Ocena:

Książka stanowi dogłębne spojrzenie na program rakietowy Minuteman w okresie zimnej wojny, badając jego historyczne znaczenie, wpływ społeczny i interakcje z właścicielami gruntów wiejskich. Podczas gdy niektórzy czytelnicy uznali ją za wnikliwą i prowokującą do myślenia, inni skrytykowali ją za dostrzegalną stronniczość i nieścisłości.
Zalety:Książka jest chwalona za dokładne badania, wciągającą narrację i zdolność do wywoływania dyskusji na temat polityki rządu i kwestii wojskowych. Recenzenci docenili jej kontekst historyczny i unikalną perspektywę społeczności wiejskich mieszkających w pobliżu miejsc, w których znajdują się pociski rakietowe, a także zabawne wywiady z lokalnymi mieszkańcami.
Wady:Krytycy podkreślają silną stronniczość w perspektywie autora, sugerując, że narracja przechyla się na lewą stronę polityczną. Niektórzy czytelnicy uważali, że autor przeoczył pozytywne nastroje społeczności wobec programu rakietowego i przedstawił jednostronny pogląd. Ponadto pojawiły się skargi dotyczące nieścisłości historycznych i braku szczegółów technicznych dotyczących systemów rakietowych.
(na podstawie 17 opinii czytelników)
The Missile Next Door: The Minuteman in the American Heartland
W latach 1961-1967 Siły Powietrzne Stanów Zjednoczonych zakopały 1000 międzykontynentalnych pocisków balistycznych Minuteman na pastwiskach na Wielkich Równinach. The Missile Next Door opowiada historię o tym, jak wiejscy Amerykanie wszystkich opcji politycznych zostali powołani do walki z zimną wojną, żyjąc z pociskami nuklearnymi na swoich podwórkach - i co ta historia mówi nam o trwałych podziałach politycznych i trwałości wydatków na obronę.
Rozmieszczając pociski w trudno dostępnych miejscach, Departament Obrony ukrywał mrożący krew w żyłach rachunek zimnowojennej strategii nuklearnej. Ten podstęp był konieczny, jak twierdzi Gretchen Heefner, aby Amerykanie zaakceptowali kosztowną rozbudowę nuklearną i wynikające z niej zagrożenie Armagedonem. Jeśli chodzi o ranczerów, rolników i innych cywilów w stanach równinnych, którzy najpierw zostali uwiedzeni przez ekonomię wojny, a następnie zmuszeni do życia na celowniku Sowietów, ich poczucie obywatelstwa zostało na zawsze zmienione. Niektórych skłoniło to do sprzeciwu. Inni zgodzili się, ale ich dumny indywidualizm z równin ustąpił miejsca rosnącej zależności od kompleksu wojskowo-przemysłowego. Nawet dziś niektóre społeczności wyrażają niechęć do pozostawienia Minutemenów, choć Siły Powietrzne nie chcą już ich pochówku w sercu kraju.

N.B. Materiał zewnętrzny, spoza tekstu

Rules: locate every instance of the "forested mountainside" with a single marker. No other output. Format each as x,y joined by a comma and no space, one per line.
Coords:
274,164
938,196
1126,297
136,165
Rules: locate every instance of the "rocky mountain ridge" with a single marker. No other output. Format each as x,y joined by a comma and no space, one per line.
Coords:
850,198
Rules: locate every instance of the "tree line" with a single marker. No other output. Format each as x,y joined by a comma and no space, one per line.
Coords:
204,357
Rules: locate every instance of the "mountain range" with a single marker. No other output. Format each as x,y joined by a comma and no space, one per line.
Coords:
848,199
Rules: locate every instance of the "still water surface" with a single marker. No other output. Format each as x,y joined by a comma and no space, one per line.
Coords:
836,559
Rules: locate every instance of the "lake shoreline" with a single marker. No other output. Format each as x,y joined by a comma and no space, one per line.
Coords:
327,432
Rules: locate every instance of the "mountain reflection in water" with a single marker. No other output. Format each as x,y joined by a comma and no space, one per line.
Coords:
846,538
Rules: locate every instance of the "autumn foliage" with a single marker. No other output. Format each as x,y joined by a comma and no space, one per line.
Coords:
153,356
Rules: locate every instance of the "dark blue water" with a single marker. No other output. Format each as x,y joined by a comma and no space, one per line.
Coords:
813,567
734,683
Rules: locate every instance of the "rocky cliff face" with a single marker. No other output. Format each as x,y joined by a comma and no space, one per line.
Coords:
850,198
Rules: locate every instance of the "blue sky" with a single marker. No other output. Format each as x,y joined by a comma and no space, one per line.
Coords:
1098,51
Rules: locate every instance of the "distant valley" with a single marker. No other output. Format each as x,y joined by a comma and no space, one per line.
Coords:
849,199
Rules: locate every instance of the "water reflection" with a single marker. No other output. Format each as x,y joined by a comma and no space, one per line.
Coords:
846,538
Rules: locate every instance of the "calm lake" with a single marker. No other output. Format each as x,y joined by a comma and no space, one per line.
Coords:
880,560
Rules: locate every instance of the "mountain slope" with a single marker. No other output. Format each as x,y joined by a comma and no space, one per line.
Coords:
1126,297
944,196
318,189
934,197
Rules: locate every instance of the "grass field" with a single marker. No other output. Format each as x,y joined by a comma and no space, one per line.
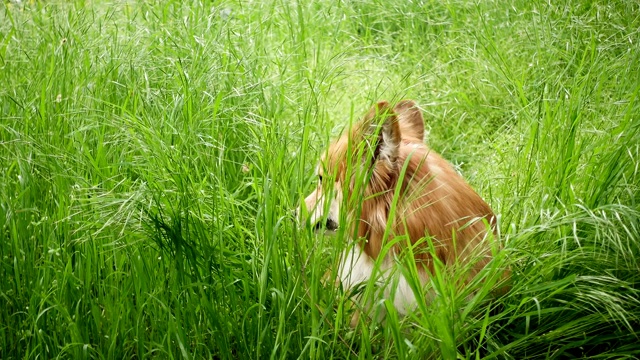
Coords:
152,152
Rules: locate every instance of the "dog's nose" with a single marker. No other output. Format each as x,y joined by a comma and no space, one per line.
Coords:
332,225
328,225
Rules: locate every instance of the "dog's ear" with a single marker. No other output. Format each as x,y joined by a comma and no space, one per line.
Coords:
382,121
410,119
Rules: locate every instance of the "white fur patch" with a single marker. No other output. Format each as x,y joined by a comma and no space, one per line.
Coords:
356,268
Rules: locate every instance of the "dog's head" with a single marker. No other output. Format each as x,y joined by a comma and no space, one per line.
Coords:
362,164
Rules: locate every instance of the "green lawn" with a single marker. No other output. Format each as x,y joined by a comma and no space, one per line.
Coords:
152,152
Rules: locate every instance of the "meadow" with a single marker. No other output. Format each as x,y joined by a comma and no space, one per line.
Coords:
152,153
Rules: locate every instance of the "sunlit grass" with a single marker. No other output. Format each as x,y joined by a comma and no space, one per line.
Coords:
152,154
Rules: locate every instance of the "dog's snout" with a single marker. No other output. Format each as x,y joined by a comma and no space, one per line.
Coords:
330,225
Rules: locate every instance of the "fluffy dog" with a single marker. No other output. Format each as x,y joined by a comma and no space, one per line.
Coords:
383,185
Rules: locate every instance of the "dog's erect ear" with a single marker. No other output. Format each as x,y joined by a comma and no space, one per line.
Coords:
388,139
410,118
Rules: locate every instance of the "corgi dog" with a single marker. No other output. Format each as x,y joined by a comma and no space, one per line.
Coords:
388,192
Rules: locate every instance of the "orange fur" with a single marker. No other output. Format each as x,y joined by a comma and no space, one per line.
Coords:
433,198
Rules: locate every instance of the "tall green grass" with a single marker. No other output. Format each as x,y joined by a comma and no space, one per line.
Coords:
152,153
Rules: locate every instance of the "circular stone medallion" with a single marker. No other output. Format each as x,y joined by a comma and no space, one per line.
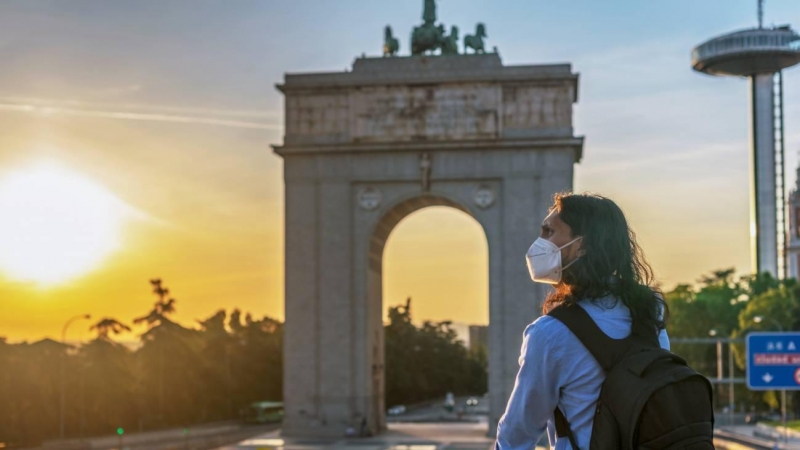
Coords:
369,198
484,197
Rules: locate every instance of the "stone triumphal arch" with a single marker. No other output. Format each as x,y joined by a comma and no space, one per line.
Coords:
362,150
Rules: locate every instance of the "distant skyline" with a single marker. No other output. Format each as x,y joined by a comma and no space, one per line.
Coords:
171,107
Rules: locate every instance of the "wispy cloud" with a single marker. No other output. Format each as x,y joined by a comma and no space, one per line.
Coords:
132,111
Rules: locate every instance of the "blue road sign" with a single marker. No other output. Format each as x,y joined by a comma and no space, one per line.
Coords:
773,361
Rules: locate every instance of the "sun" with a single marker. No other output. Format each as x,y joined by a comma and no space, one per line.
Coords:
55,224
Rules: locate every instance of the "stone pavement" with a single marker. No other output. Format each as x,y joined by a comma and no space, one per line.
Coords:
400,436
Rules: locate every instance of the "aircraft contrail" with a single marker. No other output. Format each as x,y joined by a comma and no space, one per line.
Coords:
46,108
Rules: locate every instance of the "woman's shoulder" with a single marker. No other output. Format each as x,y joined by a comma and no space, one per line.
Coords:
545,328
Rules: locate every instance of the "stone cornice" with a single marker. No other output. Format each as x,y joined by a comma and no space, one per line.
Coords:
574,142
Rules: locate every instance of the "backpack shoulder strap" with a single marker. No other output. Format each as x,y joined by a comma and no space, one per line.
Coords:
605,350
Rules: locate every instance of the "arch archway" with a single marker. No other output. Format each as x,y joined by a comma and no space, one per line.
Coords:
384,232
365,148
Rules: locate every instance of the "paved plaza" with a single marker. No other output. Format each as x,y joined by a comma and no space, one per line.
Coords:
400,436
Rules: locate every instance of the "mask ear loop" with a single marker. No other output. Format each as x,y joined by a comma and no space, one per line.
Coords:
573,261
570,242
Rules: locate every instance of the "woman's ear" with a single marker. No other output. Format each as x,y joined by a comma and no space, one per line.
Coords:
579,250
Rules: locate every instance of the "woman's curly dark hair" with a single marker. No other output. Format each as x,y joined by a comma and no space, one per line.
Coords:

Komplikując czytanie amerykańskiej polityki w kategoriach czerwony stan/niebieski stan, relacja Heefnera pomaga wyjaśnić głęboką nieufność wobec rządu występującą w wielu zachodnich regionach, a także uzależnienie od wydatków na obronność, które dla wielu lokalnych gospodarek wydaje się nieuniknione.